There could be universes where the laws of physics are there, but they will never allow the matter to coalesce, we will never get stars, that would be a lifeless universe, there could be another universe where you can make stars but you can’t make heavy elements that would be a universe with stars and wonderful night skies as we have now but nothing that we know and love, no planets, no life, and nothing.
String theory also predicts warm holes in space through which time travel is possible. According to Einstein, space and time can stretch and wrap, then the time travel through space is possible by wrapping the fabric of space to a particular place, and we can travel through the ripped fabric of space-time called warm holes that’s what the theories say, but according to Einstien, the fabric of space-time can stretch, bend, curve and wrap but it cannot be ripped, and another complication about traveling through warm hole is that warm holes could be so small and narrower that a person cannot pass through it, and if we try to, then it will just get destroyed in no time, and for that purpose, we need to make an exotic matter.
Warm holes need negative energy to maintain their stability.
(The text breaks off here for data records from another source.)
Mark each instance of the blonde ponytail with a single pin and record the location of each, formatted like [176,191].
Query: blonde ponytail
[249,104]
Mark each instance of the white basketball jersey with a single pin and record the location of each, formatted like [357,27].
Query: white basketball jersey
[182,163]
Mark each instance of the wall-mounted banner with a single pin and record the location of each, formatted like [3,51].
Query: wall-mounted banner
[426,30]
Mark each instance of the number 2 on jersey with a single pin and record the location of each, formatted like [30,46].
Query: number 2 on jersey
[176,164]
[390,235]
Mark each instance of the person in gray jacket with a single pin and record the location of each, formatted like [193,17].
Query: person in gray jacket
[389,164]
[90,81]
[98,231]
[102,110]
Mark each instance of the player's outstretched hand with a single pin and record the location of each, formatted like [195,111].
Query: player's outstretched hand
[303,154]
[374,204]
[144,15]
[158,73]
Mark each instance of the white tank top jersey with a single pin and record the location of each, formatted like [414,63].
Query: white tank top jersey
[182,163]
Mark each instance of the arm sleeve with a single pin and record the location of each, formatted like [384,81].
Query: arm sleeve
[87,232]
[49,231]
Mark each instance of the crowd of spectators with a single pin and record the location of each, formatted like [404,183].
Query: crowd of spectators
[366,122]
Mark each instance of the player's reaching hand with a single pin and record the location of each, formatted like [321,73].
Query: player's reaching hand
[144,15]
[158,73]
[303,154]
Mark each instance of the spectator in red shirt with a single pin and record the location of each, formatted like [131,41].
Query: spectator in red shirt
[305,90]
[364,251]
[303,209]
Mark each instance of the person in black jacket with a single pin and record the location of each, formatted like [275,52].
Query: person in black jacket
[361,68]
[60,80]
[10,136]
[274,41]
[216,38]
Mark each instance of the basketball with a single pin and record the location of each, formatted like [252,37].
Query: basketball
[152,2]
Negative energy helps to stabilize a warm hole by pushing on the walls of the throat of the warm hole keeping the warm hole from collapsing in on itself. So how do we obtain negative energy? The answer is exotic matter, a kind of matter which is not made by subatomic particles like protons and neutrons. Baryonic matter is made of exotic matter with negative energy, but how would it work mathematically? According to Einstein’s equation E=mc^2, which is that mass and energy are interchangeable, so if we need negative energy like (-E=mc^2), it means mass will also be negative, and according to Einstein’s theory of relativity, this isn’t possible as the theory of relativity only allows for antigravity fields with reasonable states of matter. So the scientists made some modifications to the negative mass theory and then realized that if negative mass existed in liquid form instead of solid form, it wouldn’t conflict with the theory of relativity, although the issue of where exactly we can find the exotic matter is still unanswered however some interesting ideas have popped up, for example, Dr. Jamie Farnes at oxford university claims that dark matter and energy could be a single unified fluid of negative mass and has even gone as far as to propose modifications to the theory of relativity.
So there are a lot of gaps in this theory of everything, and it predicts that this universe or may be so-called “multiverse” can be more strange than any of us has ever thought. And if this theory gets positive results, then we can study everything in only this one theory, but we don’t know how much time is needed to prove this, so let’s hope for the best.